New reports assess practice and leadership in Scotland’s Integrated Children’s Services
Social Work Scotland has published new reports on how Scotland’s Integrated Children’s Services might improve outcomes for children, young people and their families.
Using research carried out by Children in Scotland and CELCIS, the reports aim to inform and stimulate debate about health and social care integration, and public-sector reorganisation more widely.
The research, which consisted of a policy and literature review, qualitative interviews with practitioners and local and national case studies, assesses common structural challenges, the benefits of new integration structures, and relationships between practitioners, practice leaders and local political leaders.
Both reports provide an update on the findings of an extensive study, published in 2014-15, which looked at the potential impact of the Public Services (Joint Working) (Scotland) Act 2014, the legislation through which health and social care integration has been established in Scotland.

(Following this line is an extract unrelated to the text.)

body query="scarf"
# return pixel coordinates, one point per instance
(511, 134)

Children in Scotland’s Jackie Brock, co-author of the report said:
“I am delighted to be building on important work to assess integrated children’s services in Scotland. We are fortunate in Scotland to have achieved a shared vision that integrated children’s services should be defined, assessed and evaluated from the perspective and experience of children and families.
“Our proposals for assessing progress highlight what we have found to be the critical factors required for strengthening leadership, strategic planning and accountability arrangements for integrated children’s services, and we hope that they will inform constructive debate and action.”